Ukrayna ve Rusya arasındaki savaşın bugün itibarıyla birinci ayını geride bıraktığını anımsatan Cumhurbaşkanı Erdoğan, şöyle devam etti: "NATO müttefikleri olarak hem güncel gelişmeleri hem de ittifakın cari güvenlik ortamında aldığı tedbirleri değerlendirmek üzere bir araya geldik. 25 Şubat'ta video konferans yöntemiyle düzenlenen Zirve'nin ardından NATO'nun bir kez daha birlik ve dayanışma mesajı vermesi anlamlıdır. Türkiye'nin, Ukrayna'nın toprak bütünlüğüne ve egemenliğine 2014'ten bu yana sergilediği kuvvetli destek, herkesin malumudur. Kırım'ın ilhakını tanımadığımızı ve tanımayacağımızı her fırsatta ifade ettik, etmeyi sürdürüyoruz.

Zirve vesilesiyle Ukrayna'nın toprak bütünlüğüne yönelik desteğimizi bir kez daha güçlü biçimde vurguladım. Rusya'nın Ukrayna'ya saldırısıyla ilgili tutumumuz da bu ilkeli politikamızla uyumludur ve nettir. Savaşın neden olduğu yıkım ve insani trajedi ortadadır. Tahrip olan şehirler, adeta enkaza dönen hastaneler, okullar, evler, bütün varlığını bir bavula sığdırmış gözü yaşlı mülteciler, korku ve endişenin pençesinde kıvranan masum çocuklar, savaşın kanlı yüzünü bizlere tekrar hatırlatmıştır."
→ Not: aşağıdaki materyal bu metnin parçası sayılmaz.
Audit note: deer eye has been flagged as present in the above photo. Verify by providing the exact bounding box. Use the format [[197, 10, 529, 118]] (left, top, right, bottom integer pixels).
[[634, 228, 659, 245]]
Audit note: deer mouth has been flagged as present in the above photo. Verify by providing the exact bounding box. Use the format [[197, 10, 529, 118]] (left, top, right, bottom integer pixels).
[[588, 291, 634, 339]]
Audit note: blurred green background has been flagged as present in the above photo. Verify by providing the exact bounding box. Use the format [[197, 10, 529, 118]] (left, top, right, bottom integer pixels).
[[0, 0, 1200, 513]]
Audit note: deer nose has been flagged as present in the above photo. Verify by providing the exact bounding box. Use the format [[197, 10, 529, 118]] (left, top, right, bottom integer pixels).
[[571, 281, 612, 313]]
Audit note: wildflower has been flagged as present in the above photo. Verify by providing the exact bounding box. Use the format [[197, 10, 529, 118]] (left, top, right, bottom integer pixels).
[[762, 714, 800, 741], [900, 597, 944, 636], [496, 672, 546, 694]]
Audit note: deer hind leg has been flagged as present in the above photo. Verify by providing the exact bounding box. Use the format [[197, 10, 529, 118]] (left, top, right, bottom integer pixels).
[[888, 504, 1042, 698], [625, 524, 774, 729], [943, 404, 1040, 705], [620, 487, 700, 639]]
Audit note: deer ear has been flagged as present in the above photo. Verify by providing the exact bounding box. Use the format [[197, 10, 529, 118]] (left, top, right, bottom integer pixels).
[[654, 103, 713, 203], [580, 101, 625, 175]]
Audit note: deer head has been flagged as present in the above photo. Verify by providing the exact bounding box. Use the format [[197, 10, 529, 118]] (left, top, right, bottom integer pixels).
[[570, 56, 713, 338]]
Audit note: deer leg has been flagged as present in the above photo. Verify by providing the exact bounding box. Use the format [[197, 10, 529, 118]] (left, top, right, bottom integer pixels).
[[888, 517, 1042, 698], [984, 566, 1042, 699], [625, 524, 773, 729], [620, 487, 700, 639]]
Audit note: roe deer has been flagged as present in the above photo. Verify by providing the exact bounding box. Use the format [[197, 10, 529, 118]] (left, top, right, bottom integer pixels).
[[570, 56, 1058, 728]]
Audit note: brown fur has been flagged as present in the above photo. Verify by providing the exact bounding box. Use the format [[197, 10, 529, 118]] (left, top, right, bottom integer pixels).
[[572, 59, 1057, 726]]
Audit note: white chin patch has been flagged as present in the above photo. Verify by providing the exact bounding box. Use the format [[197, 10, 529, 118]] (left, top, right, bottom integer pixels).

Ukrayna-Rusya savaşının özellikle çocuklar ve kadınlar üzerinde izleri senelerce silinmeyecek, çok ağır travmalara yol açtığını vurgulayan Cumhurbaşkanı Erdoğan, "Çatışmalar uzadıkça maalesef her iki tarafta da savaşın yıkıcılığı artıyor. Bu süreçte Türkiye, gerek coğrafi konumu, gerekse NATO müttefiki olarak özel ve istisnai bir yerde duruyor. Öncelikle Ukrayna ve Rusya, Karadeniz'den komşumuz olan iki ülkedir. Ukrayna ile köklü, çok boyutlu ve yakın ilişkilerimizin yanı sıra stratejik ortaklığımız vardır. Bir diğer komşumuz Rusya ile yapıcı ve karşılıklı güvene dayalı diyalog içinde olmaya özen gösteriyoruz" dedi.

“TARAFLAR ARASINDAKİ MÜZAKERELERİ YAKINDAN TAKİP EDİYOR VE DESTEKLİYORUZ”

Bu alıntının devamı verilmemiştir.